The hay is in the barn: standing at the .2 of graduate school

When I used to run marathons, reaching the taper meant "the hay is in the barn:" all of the intense training was done, and it was just a couple of weeks of maintenance before the big day. It was always so exciting to get through the "monster month" of training: a time of high mileage and intensity. The monster month was the point when everything came together, and getting through it meant slamming the door on the hard part. When they ha was in the barn, it meant recovering from the intensity and trying to get the body geared up so that on race day, you felt fresh and ready to go.

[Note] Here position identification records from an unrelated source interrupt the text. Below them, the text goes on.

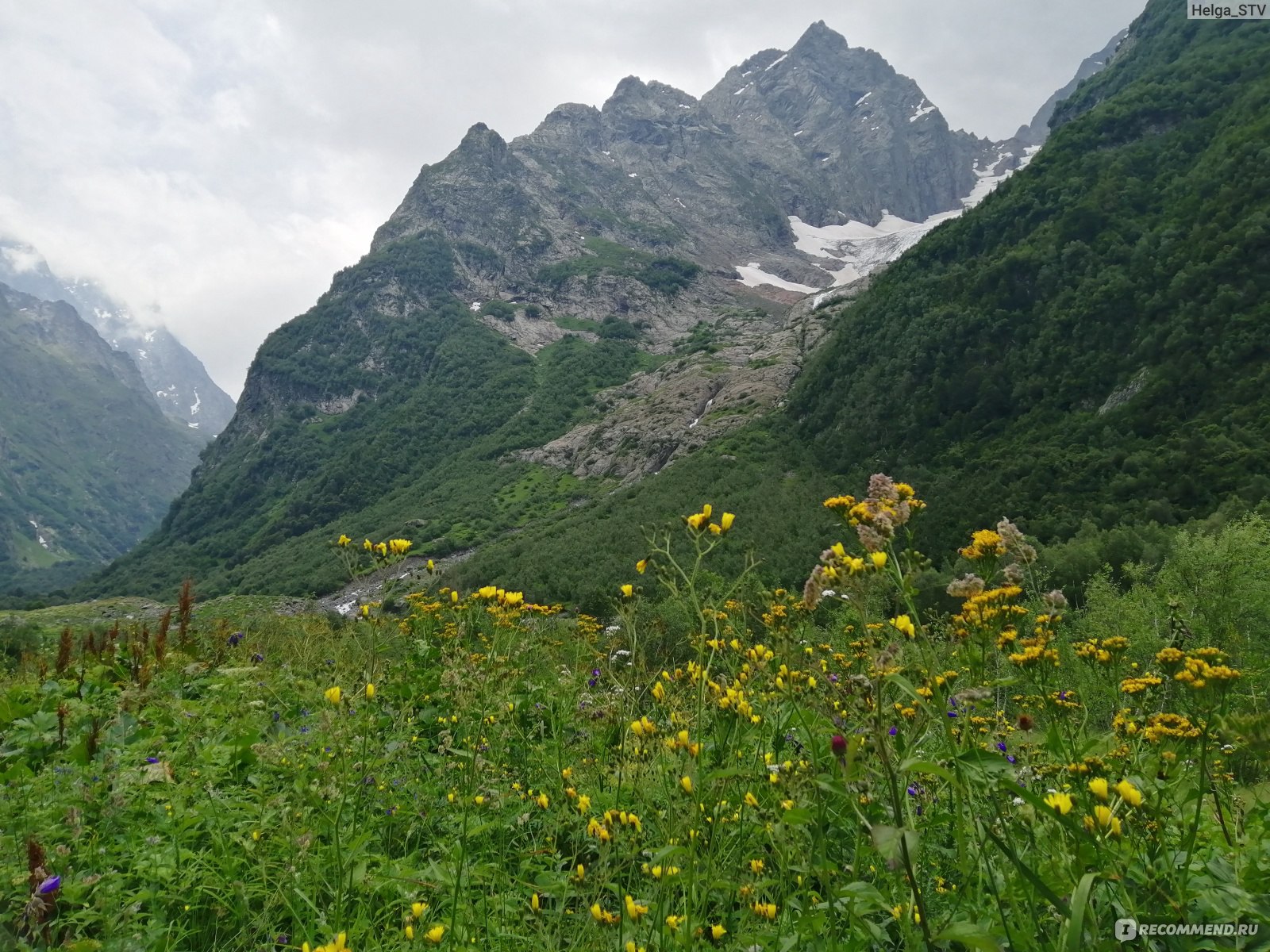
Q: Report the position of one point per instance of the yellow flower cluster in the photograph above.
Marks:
(508, 600)
(1162, 727)
(643, 727)
(702, 520)
(1035, 647)
(1105, 651)
(1141, 683)
(603, 917)
(1199, 666)
(987, 611)
(983, 543)
(602, 828)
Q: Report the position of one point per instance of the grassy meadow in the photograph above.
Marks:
(856, 765)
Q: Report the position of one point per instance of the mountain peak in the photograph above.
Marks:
(482, 140)
(819, 37)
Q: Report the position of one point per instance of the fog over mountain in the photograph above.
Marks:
(215, 163)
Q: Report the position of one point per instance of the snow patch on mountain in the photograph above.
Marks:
(860, 249)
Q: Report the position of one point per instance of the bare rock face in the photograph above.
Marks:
(1034, 133)
(694, 225)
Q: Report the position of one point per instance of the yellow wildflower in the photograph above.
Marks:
(1130, 793)
(1062, 803)
(634, 911)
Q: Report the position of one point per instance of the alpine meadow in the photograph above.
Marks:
(765, 520)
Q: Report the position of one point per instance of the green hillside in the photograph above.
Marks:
(433, 404)
(1091, 343)
(88, 463)
(1130, 258)
(1086, 349)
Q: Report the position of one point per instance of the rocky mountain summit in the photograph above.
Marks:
(548, 319)
(802, 171)
(175, 380)
(1035, 132)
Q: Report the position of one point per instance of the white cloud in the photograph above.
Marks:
(219, 160)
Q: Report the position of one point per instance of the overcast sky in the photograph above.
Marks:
(213, 163)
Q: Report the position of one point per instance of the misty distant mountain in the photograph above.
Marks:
(175, 378)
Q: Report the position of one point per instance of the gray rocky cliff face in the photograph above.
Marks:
(836, 133)
(548, 232)
(1037, 131)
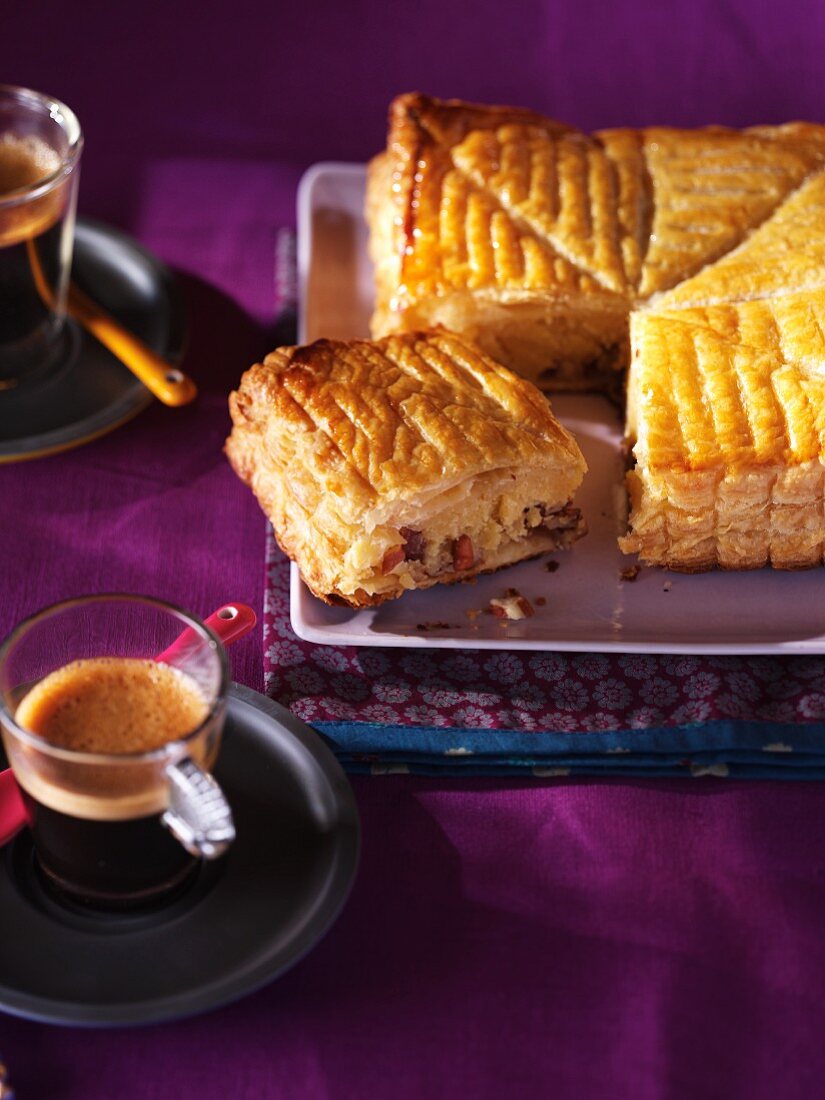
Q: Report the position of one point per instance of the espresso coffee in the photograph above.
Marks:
(32, 262)
(112, 704)
(108, 848)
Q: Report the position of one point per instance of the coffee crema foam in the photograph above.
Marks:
(112, 705)
(24, 162)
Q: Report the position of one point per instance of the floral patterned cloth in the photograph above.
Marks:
(449, 711)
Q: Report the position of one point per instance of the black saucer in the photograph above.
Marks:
(89, 392)
(241, 923)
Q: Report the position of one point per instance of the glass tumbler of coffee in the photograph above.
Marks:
(112, 710)
(40, 158)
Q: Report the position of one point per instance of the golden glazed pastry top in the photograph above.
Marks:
(397, 417)
(354, 447)
(733, 387)
(506, 202)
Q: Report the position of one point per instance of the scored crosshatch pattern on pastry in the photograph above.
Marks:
(727, 408)
(636, 211)
(784, 255)
(389, 465)
(658, 219)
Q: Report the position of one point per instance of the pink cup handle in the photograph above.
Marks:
(230, 623)
(13, 813)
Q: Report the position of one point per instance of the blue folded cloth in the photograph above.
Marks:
(737, 749)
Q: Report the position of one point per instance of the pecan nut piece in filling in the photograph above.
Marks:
(463, 556)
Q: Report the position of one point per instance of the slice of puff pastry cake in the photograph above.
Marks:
(535, 240)
(726, 406)
(399, 463)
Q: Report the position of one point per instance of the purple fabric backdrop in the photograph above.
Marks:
(587, 938)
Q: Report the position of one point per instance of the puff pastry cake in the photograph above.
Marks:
(394, 464)
(727, 407)
(536, 240)
(696, 257)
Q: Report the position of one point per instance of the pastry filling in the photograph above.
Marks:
(421, 556)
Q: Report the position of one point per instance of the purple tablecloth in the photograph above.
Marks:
(582, 938)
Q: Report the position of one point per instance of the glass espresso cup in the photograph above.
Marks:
(116, 824)
(40, 157)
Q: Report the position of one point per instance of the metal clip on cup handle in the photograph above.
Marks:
(198, 815)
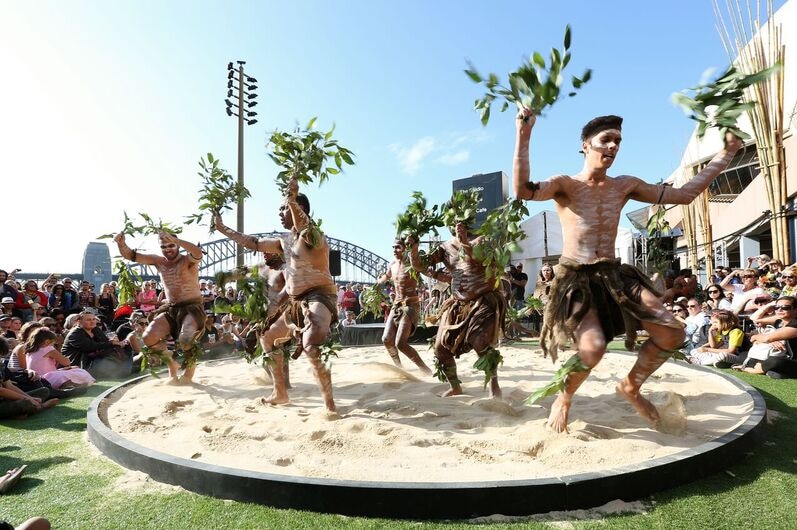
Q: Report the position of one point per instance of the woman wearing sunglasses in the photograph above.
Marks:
(782, 315)
(715, 298)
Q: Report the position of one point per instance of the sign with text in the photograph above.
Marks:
(493, 188)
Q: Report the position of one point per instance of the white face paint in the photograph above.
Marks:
(603, 147)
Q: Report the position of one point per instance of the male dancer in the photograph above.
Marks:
(182, 316)
(594, 297)
(403, 316)
(311, 308)
(472, 318)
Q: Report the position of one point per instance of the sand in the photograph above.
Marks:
(392, 425)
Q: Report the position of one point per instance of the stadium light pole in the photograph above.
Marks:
(244, 100)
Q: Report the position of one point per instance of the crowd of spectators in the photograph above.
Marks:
(58, 336)
(745, 318)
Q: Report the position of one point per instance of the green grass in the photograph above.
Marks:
(70, 483)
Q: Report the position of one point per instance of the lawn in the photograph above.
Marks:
(70, 483)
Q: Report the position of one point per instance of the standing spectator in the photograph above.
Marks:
(349, 301)
(207, 295)
(715, 298)
(70, 296)
(107, 303)
(29, 300)
(86, 298)
(8, 304)
(518, 279)
(789, 281)
(6, 290)
(696, 324)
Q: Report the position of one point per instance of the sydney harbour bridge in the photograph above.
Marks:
(348, 262)
(356, 263)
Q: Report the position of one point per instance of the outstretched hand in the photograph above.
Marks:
(524, 121)
(732, 142)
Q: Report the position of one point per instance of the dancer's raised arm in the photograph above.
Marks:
(523, 189)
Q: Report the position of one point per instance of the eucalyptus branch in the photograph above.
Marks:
(307, 155)
(219, 191)
(720, 103)
(149, 227)
(534, 84)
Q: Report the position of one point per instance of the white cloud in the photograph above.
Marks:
(451, 151)
(453, 159)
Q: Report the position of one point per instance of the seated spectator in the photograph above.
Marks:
(14, 403)
(782, 339)
(88, 347)
(744, 293)
(349, 320)
(715, 298)
(50, 364)
(213, 340)
(697, 324)
(725, 341)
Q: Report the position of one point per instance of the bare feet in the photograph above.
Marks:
(50, 403)
(275, 399)
(453, 391)
(644, 408)
(557, 419)
(11, 477)
(495, 390)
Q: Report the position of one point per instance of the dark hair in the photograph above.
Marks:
(601, 123)
(37, 338)
(28, 328)
(726, 318)
(304, 202)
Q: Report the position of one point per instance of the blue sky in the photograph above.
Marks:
(109, 105)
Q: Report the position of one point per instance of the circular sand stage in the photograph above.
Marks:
(396, 449)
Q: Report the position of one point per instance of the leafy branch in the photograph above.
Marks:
(500, 233)
(219, 190)
(559, 380)
(535, 84)
(127, 281)
(719, 104)
(149, 227)
(418, 220)
(371, 301)
(307, 155)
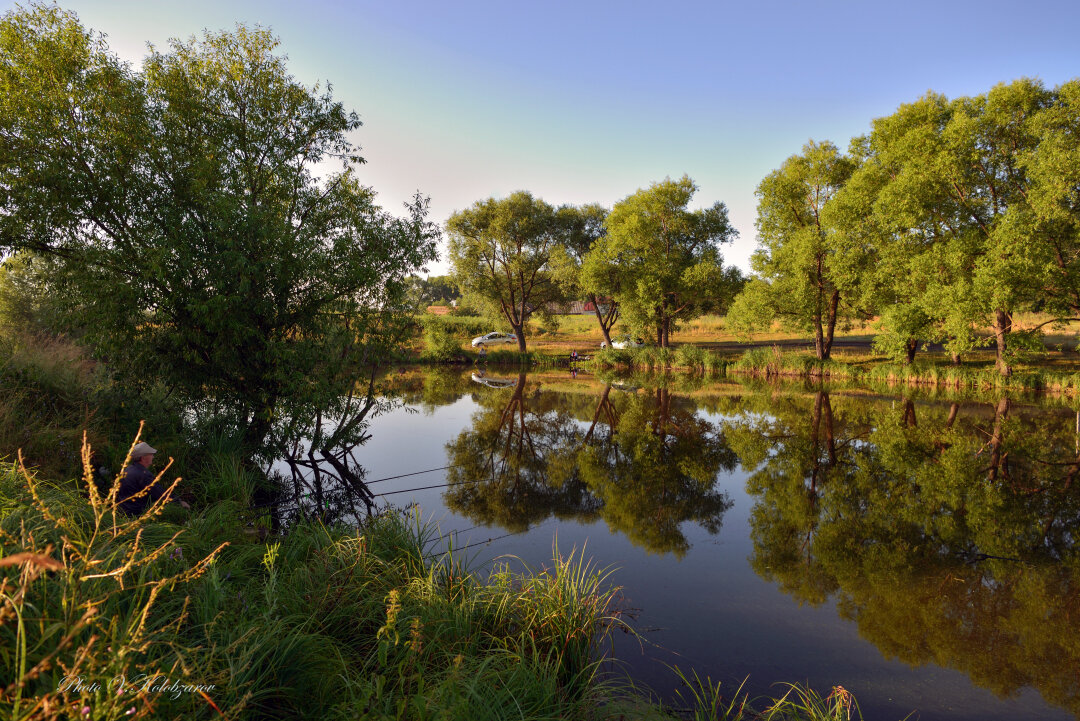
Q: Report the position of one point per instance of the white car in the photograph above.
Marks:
(625, 342)
(495, 339)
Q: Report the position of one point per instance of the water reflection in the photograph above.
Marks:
(947, 533)
(642, 461)
(945, 530)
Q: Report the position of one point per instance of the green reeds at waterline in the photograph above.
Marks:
(335, 623)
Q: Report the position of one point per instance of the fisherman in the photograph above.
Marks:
(136, 478)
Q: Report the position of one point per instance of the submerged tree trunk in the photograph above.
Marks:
(834, 304)
(912, 345)
(999, 459)
(606, 318)
(1002, 325)
(909, 420)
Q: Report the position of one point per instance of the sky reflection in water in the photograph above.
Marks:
(919, 552)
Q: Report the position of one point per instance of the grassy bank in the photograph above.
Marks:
(704, 347)
(322, 623)
(188, 616)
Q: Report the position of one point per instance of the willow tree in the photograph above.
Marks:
(982, 196)
(666, 258)
(500, 256)
(808, 270)
(191, 228)
(580, 229)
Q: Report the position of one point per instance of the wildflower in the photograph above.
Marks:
(416, 636)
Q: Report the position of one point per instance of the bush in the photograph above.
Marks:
(441, 342)
(691, 356)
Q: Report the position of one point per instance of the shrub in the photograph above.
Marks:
(691, 356)
(441, 343)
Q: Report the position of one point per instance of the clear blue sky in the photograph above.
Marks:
(588, 101)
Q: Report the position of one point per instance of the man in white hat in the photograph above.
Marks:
(137, 477)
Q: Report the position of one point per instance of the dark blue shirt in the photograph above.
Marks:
(137, 477)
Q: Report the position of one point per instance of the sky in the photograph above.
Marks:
(589, 101)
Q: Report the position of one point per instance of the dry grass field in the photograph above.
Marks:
(851, 345)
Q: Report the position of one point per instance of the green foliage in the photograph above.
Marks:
(691, 356)
(442, 342)
(432, 290)
(500, 252)
(958, 192)
(191, 232)
(29, 305)
(46, 390)
(809, 271)
(322, 623)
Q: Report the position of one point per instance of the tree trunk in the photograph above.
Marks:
(1002, 325)
(819, 338)
(912, 345)
(834, 304)
(606, 320)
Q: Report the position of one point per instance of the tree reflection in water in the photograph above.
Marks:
(643, 462)
(948, 534)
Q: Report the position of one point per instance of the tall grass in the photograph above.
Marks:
(322, 623)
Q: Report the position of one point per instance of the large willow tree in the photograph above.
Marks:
(808, 271)
(197, 240)
(661, 260)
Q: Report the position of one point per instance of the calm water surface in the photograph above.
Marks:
(919, 552)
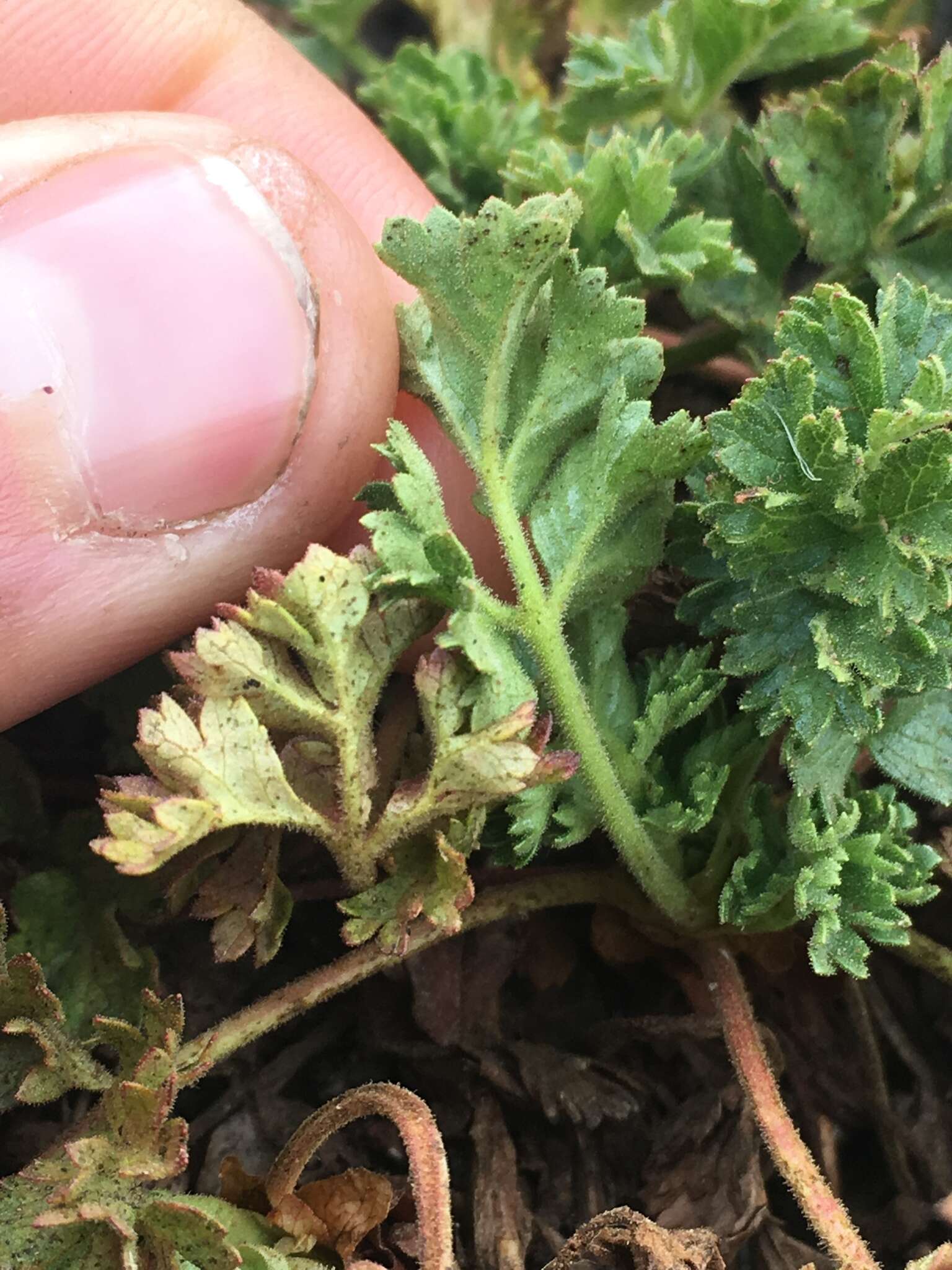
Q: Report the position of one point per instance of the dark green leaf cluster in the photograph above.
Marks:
(844, 868)
(867, 163)
(829, 517)
(635, 220)
(454, 118)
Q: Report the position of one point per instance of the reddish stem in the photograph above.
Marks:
(788, 1151)
(430, 1175)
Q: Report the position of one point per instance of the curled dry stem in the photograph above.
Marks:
(430, 1175)
(790, 1153)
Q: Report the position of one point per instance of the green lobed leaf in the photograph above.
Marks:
(87, 959)
(829, 506)
(681, 58)
(454, 118)
(635, 219)
(834, 149)
(914, 747)
(850, 868)
(41, 1059)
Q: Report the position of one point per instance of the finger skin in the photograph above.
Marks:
(213, 58)
(76, 607)
(219, 60)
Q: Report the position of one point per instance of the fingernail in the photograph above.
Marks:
(156, 339)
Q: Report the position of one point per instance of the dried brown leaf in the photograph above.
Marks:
(350, 1206)
(626, 1240)
(501, 1221)
(574, 1086)
(705, 1170)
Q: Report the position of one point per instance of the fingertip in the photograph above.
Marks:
(215, 440)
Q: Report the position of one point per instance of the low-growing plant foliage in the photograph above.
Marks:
(765, 769)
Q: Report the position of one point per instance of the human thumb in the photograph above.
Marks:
(197, 350)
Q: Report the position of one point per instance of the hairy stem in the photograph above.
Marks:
(430, 1175)
(927, 954)
(790, 1153)
(542, 630)
(514, 900)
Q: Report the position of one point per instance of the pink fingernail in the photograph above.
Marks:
(156, 339)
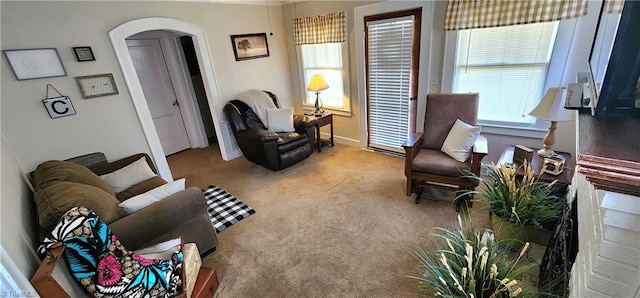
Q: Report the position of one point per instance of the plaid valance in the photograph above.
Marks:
(613, 6)
(319, 29)
(469, 14)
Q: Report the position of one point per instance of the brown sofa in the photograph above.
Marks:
(60, 185)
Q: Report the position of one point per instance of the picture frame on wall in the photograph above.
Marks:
(84, 54)
(29, 64)
(250, 46)
(97, 85)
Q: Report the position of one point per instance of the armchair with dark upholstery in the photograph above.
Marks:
(426, 163)
(274, 150)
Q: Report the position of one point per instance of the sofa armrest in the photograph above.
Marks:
(302, 123)
(260, 135)
(138, 229)
(121, 163)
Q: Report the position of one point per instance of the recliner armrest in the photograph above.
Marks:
(480, 150)
(136, 230)
(413, 140)
(261, 135)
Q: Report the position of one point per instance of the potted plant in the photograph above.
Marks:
(519, 202)
(464, 263)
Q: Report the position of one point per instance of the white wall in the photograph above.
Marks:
(18, 234)
(107, 124)
(110, 124)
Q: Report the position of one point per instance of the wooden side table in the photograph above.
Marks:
(324, 119)
(536, 165)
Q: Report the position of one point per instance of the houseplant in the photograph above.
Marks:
(519, 202)
(464, 263)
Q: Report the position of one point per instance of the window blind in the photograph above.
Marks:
(507, 66)
(389, 44)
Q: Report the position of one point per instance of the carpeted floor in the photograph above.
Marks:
(335, 225)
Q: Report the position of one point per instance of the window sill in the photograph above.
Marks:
(346, 113)
(507, 130)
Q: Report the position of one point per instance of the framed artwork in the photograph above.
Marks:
(97, 85)
(59, 107)
(250, 46)
(84, 54)
(28, 64)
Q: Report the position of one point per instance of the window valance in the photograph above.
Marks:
(319, 29)
(469, 14)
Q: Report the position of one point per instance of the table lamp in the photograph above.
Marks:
(317, 84)
(551, 108)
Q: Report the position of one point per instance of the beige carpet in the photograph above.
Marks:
(335, 225)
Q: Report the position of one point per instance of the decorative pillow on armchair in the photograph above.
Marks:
(280, 120)
(460, 139)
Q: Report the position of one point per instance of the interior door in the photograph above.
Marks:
(392, 53)
(153, 74)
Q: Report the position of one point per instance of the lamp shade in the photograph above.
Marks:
(317, 83)
(551, 107)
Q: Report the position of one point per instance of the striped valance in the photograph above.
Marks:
(613, 6)
(319, 29)
(469, 14)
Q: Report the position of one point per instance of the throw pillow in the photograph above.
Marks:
(155, 195)
(460, 139)
(129, 175)
(56, 198)
(280, 120)
(58, 170)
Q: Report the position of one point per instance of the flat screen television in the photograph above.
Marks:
(614, 63)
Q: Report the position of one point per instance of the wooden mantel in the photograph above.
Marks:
(609, 152)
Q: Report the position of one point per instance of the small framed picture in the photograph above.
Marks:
(250, 46)
(97, 85)
(84, 54)
(30, 64)
(59, 107)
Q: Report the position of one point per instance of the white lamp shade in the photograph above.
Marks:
(551, 107)
(317, 83)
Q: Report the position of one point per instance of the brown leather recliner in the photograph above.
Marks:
(274, 150)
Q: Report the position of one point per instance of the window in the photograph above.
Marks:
(508, 66)
(326, 59)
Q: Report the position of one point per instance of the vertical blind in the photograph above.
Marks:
(507, 66)
(389, 44)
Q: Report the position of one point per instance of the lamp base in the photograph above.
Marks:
(545, 151)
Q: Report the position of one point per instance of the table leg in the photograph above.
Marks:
(318, 143)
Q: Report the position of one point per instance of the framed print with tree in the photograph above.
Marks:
(250, 46)
(30, 64)
(84, 54)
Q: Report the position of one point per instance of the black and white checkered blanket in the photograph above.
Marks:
(224, 209)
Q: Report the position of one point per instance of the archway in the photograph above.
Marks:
(118, 36)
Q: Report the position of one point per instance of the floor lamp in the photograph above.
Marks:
(551, 108)
(317, 84)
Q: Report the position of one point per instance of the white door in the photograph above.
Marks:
(153, 74)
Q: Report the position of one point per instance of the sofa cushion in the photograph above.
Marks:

The hay is in the barn. I am defending my dissertation on April 12th, and have submitted the written dissertation to my committee. No more edits. I've written, edited, revised, thrown out the bad parts, cleaned up the prose, and had it vetted by four professors. The only thing standing in front of me graduating in May is a two-hour oral defense, in which my committee and two outside examiners will ask me to discuss my research. I'm pinching myself, mainly because the dream of getting a Ph.D.,  one that I've had since 2004, during the first semester of my freshman year at the College of the Holy Cross, is about to become a reality.

Decades of a life-long education is coming to a conclusion before my eyes. Yes, I know, those who love to learn never stop learning. But the daily rigors of school: of writing, studying, meeting with professors, all of that is almost over. And I'm keenly aware of of the "lasts" that have been coming up.

On Tuesday, I had my last meeting with my advisor - the last time I'd seek her out as my professor. We met in 2008, when I was 22 and bright-eyed, both optimistic and terrified. We chatted yesterday about the parameters of the defense: what to prepare for and things to think about in the coming weeks. She asked how I was feeling, now that I had submitted the written product. "To be honest," I said, "It may not be polite to say, but I feel pretty good." I don't say that out of arrogance, but rather, the department only lets you defend when they are truly convinced that you're ready. They put all of these hurdles up, and if you can get through them without knocking them down, it's game time. So, yes, I have a lot of work to do to prepare, but it's game time. The two hours of the defense will certainly be challenging (and yes, there are lots of butterflies), but I'm also excited for the big day. I have a countdown on my calendar, and as the days slip by, the anticipation builds. 

I'm at the .2 of graduate school, but really, I'm about to toe the line of the big race and trading in my racing flats for heels.

Less than 2 weeks to go, and lots of fluttering.